Ever since those four horsemen, our culture has long been concerned with the locomotion of the apocalypse. IEEE Spectrum has spotted the more likely means of conveyance that will bring us the End of Days, however: a “singularity drive system” system that makes a robot whip around a room like a mouse on speed.

The wheel system is the brainchild of a surely well-meaning student at Bradley University, in Peoria, Illinois, named Curtis Boirum. He recently showed it off at RoboGames 2011. Here’s how the system works: the wheel is really half of a rubber ball that spins on its axis extremely quickly. By tilting the hemisphere ever so slightly, you can change the wheel’s direction, causing it to turn on a dime, if you want. You can see some of the acrobatics in the video here–from back when its creator called it a “hemispherical gimbaled wheel drive system” (he since changed the name to something much more suitably apocalyptic sounding).

It’s a neat design–and, in fact, an old one, as both Spectrum and a commenter on its Automaton blog point out. Back in 1938, Mechanics and Handicraft magazine had envisioned a similar device, crowing, “With a 600 h.p. airplane engine, this machine could travel at incredible speeds.” It appears not to have come to fruition though (have you seen any hemispherical gimbaled wheels affixed to any cars lately?), and Boirum has said he came upon the idea independently.

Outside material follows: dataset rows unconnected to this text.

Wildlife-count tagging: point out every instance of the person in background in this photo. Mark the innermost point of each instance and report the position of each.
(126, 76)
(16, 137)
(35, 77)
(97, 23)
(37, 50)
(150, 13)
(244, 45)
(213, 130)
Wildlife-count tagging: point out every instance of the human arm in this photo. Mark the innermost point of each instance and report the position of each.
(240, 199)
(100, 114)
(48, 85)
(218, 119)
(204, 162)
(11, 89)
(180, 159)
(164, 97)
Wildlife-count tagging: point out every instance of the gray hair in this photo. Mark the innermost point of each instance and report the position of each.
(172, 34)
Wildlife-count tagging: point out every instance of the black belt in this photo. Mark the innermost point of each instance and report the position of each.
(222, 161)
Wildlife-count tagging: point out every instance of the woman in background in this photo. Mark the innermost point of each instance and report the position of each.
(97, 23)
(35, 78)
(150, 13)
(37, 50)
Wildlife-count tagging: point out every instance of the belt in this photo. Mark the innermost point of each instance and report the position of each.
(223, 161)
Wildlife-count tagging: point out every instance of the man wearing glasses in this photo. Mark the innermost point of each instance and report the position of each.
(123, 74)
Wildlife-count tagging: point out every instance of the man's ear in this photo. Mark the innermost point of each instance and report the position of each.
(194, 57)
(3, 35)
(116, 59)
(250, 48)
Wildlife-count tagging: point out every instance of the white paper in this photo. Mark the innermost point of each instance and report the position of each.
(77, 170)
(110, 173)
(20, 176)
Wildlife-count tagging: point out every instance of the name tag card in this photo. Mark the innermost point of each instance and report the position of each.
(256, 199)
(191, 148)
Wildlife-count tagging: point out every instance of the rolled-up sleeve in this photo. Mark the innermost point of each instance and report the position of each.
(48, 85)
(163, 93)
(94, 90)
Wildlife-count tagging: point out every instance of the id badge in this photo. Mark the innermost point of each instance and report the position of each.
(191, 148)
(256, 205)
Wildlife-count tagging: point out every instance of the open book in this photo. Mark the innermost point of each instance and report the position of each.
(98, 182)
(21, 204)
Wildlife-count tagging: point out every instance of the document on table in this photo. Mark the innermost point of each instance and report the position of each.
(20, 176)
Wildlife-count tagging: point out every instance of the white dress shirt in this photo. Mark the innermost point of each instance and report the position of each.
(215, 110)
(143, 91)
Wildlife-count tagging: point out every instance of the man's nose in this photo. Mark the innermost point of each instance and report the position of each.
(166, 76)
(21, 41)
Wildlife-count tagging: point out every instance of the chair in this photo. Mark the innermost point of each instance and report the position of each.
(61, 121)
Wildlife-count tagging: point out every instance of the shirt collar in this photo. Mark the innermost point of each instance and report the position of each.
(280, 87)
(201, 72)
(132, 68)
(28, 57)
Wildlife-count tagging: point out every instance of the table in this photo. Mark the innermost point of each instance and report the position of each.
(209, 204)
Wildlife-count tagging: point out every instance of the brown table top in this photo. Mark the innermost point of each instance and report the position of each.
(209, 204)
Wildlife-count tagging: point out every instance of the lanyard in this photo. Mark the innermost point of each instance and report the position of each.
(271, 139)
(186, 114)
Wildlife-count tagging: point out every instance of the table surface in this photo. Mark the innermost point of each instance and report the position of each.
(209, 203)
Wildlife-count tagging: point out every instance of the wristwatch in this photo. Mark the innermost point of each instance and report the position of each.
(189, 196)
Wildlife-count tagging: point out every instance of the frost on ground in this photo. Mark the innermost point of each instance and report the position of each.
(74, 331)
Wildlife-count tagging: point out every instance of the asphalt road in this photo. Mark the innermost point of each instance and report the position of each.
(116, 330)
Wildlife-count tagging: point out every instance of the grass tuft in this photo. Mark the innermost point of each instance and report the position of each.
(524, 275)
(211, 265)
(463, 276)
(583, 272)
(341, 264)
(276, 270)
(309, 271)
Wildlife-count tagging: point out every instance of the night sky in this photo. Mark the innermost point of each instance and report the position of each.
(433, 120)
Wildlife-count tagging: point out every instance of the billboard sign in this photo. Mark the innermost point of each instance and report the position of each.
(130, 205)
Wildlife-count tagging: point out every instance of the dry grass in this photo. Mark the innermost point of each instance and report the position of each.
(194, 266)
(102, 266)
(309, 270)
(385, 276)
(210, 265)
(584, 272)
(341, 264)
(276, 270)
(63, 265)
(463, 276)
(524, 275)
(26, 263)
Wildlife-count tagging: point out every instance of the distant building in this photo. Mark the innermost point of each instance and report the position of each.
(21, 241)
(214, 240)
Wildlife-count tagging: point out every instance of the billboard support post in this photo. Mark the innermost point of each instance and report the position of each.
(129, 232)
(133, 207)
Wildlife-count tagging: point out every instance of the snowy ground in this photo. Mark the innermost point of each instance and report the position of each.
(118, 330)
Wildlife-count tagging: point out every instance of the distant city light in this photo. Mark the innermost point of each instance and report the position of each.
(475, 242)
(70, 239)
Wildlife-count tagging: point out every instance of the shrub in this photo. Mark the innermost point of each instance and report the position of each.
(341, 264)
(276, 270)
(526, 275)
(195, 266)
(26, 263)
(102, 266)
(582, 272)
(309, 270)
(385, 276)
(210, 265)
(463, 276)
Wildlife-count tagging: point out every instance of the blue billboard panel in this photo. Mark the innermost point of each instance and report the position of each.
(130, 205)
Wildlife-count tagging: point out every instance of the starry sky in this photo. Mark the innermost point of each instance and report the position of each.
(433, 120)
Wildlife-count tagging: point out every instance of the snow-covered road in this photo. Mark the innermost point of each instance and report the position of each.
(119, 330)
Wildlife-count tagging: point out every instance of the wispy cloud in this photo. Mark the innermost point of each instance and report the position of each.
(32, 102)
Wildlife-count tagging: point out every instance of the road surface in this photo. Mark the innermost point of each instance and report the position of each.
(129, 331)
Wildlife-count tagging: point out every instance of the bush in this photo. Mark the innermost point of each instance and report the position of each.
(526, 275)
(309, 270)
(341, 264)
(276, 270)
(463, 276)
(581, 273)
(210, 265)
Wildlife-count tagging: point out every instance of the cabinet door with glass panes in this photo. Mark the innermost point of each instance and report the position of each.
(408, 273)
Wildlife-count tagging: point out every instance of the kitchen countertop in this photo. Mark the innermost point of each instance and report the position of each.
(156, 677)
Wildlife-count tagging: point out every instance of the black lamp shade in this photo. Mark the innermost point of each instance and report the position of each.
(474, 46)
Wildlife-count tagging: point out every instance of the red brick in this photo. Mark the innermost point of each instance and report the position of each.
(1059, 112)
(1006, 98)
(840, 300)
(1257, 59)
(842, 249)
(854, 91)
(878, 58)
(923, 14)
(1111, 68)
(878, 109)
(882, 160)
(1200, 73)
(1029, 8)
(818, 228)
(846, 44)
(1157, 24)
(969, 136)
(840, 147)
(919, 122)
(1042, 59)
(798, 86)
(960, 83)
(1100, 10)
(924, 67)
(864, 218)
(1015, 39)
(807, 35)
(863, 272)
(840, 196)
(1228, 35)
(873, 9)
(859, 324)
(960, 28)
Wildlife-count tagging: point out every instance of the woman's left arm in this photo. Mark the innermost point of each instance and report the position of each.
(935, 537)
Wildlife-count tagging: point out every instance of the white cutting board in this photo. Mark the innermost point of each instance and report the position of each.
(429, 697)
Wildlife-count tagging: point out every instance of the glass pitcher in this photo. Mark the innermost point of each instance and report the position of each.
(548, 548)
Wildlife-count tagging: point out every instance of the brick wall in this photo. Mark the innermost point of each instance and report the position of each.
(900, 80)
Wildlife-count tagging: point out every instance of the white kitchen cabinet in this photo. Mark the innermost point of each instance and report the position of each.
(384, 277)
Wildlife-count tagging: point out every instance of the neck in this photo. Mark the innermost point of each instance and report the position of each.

Indeed, it might be one of those ideas worth dusting off–it’s a cheap, simple, and powerful design, capable even of “delivering more torque than any of the poor robots that it’s attached to can reliably handle,” in the word’s of Automaton’s Evan Ackerman. Though it’s worth noting that a drive system like this only works optimally on a perfectly smooth floor. If the robotic uprising ever needs to go off-road, they might do better to stick to horseback after all.